On l’agrandit encore 2 000 fois. Elle a à présent un diamètre de quelque 15 miles ! Cette fois, l’apparence lisse s’est estompée et ce qu’on voit ressemble à la foule d’un match de football vue de très loin.

On l’agrandit encore, 250 fois. On observe alors les fameux atomes, repré­sentés par des cercles noirs entourés de deux petits cercles blancs. Feynman est aussitôt soucieux de mettre en garde contre ce que cette image a de trompeur : les atomes n’ont pas ces frontières précises que leur représentation donne : ils ont trois dimensions et pas deux ; ils bougent constamment ; ils s’attirent les uns les autres et sont comme « collés » les uns aux autres ; mais si vous voulez les rapprocher, ils se repoussent.

Ces opérations faites, il donne une information chiffrée : ces atomes ont un rayon de 1 (ou 2) x 10-18, où 10-18 est un angström. Mais il illustre aussitôt concrètement cette idée : si on agrandit une pomme à la grosseur de la Terre, un atome est gros comme la pomme dont on est parti !

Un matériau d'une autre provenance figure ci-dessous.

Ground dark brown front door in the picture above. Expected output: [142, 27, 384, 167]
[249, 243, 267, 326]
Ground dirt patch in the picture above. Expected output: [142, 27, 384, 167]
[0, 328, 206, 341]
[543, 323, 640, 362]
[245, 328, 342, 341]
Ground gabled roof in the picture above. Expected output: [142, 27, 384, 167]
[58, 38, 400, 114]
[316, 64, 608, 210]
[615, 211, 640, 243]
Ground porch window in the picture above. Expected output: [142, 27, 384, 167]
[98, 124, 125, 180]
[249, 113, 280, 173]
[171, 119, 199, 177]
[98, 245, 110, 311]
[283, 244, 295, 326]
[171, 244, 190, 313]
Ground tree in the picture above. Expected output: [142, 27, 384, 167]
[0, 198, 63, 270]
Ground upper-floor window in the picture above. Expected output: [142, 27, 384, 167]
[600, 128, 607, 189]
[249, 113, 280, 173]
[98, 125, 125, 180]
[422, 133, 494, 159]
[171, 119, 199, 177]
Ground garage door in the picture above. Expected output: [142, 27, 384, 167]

La leçon se poursuit sur plusieurs pages encore, mais ce qui précède donne une première idée de la manière Feynman, qu’il déploie sans cesse.

Des leçons du maître

On a analysé comment il s’y prend dans cette leçon. Voici quelques éléments de cette analyse – le texte est en référence si on veut aller plus loin. Feynman a en tête des axiomes, des idées centrales qu’il veut faire comprendre. C’est son savoir d’expert, très abstrait. Il commence sa leçon, on l’a vu, en suscitant l’intérêt de celle-ci selon lui : il sera question de la plus importante idée en physique !

Mais une explication en classe n’est pas une explication en science. La première sera moins étoffée, moins rigoureuse et sa complexité dépendra du niveau auquel se trouvent les étudiants.

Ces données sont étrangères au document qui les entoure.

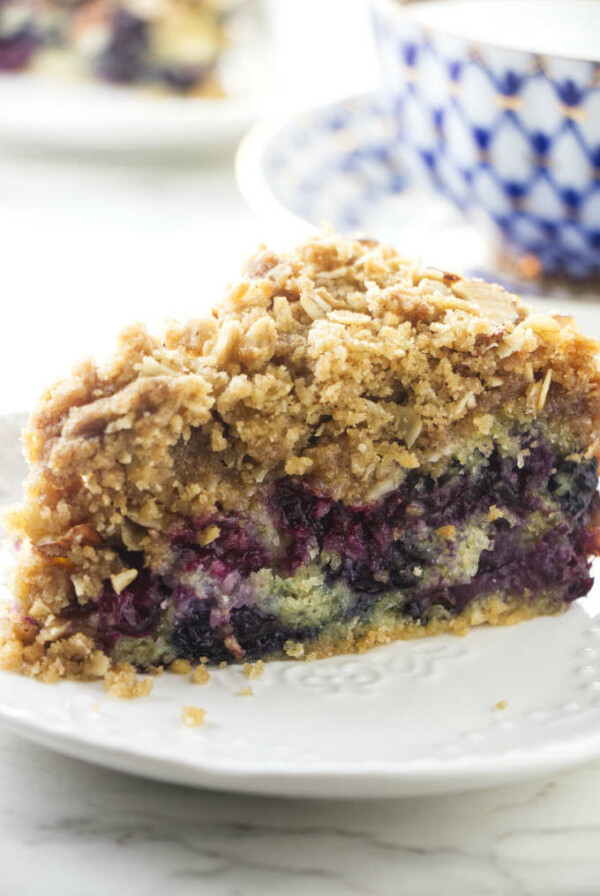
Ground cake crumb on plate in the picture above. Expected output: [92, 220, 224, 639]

Il s’adapte donc à son auditoire en misant sur ce que celui-ci sait et en usant d’analogies qu’il peut comprendre, d’exemples, de modèles qui permettent de s’approcher du savoir d’expert et de ses axiomes, ne dédaignant pas, chemin faisant, les anthropomorphismes et les téléologies, mais en soulignant partout les imperfections de ses comparaisons, lesquelles sont très nombreuses et variées. Il alterne alors macro-explications, holistiques, globales et micro-explications ; autrement dit, il va de la vision d’ensemble aux détails et inversement.

Enfin, il sait à chaque fois éliminer les informations non pertinentes et qui risquent de brouiller le message. « Les enseignant·e·s qui débutent, écrit David F. Treagust, tendent à présenter l’information de manière linéaire, alors que Feynman, l’expert scientifique et pédagogue, déduit ou induit ses répon­ses de manière parcimonieuse et créatrice de quelques axiomes et construit de la sorte un réseau de concepts qui sont compris. »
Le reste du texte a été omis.